Using data from a detailed case–control study coupled with non-parametric variable selection techniques, a Rapid Assessment Tool was designed to capture information about problems with malaria prevention on a local scale through community health volunteers (CHV). Twenty CHVs were trained to identify patients with laboratory-confirmed malaria infection presenting to peripheral health facilities and to conduct a rapid assessment using the Rapid Assessment Tool during home visits.

The tool was tested in a highly endemic area of western Kenya where ITN coverage is high, but malaria morbidity persists at unacceptable levels. This study has demonstrated that such a tool can be implemented by CHVs, can identify marked heterogeneity in key indicators between neighboring villages, and can distinguish between priority areas for intervention.
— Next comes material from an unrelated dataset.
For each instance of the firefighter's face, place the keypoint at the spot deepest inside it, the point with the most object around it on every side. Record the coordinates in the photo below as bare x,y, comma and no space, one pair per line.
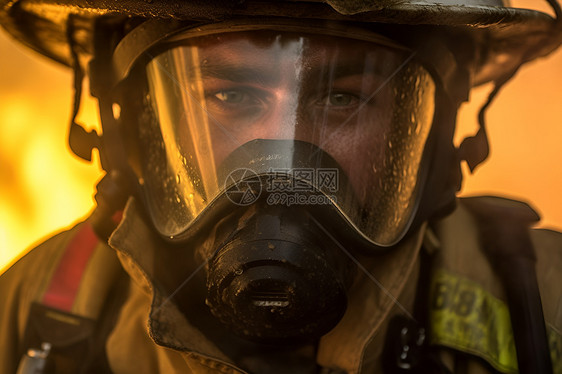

However, the tool may need refinements which allow it to be deployed using Lot Quality Assurance methodology.

Methods

Study area

This study was conducted within the Webuye Health and Demographic Surveillance Site (HDSS), which is located in Webuye Division of Bungoma County, approximately 380 km west of Nairobi. The county borders the Republic of Uganda to the West and lies between latitude 0°25.3′ and 0°53.2′ North and longitude 34° 21.4 and 35° 4′ East of the Greenwich meridian. It covers a land area of 3032 km2 or a quarter of the former western province [18].

The main inhabitants of the County are the Luhya ethnic group. Small-scale farming is the main economic activity with sugarcane as the main cash crop. More than 61% of the population lives below the poverty line and majority of the households do not have access to electricity or municipal water. Majority of those in the labour force are mainly engaged in agricultural production which provides 60% of all household incomes; 19% wage employment and 13% urban self-employment [18].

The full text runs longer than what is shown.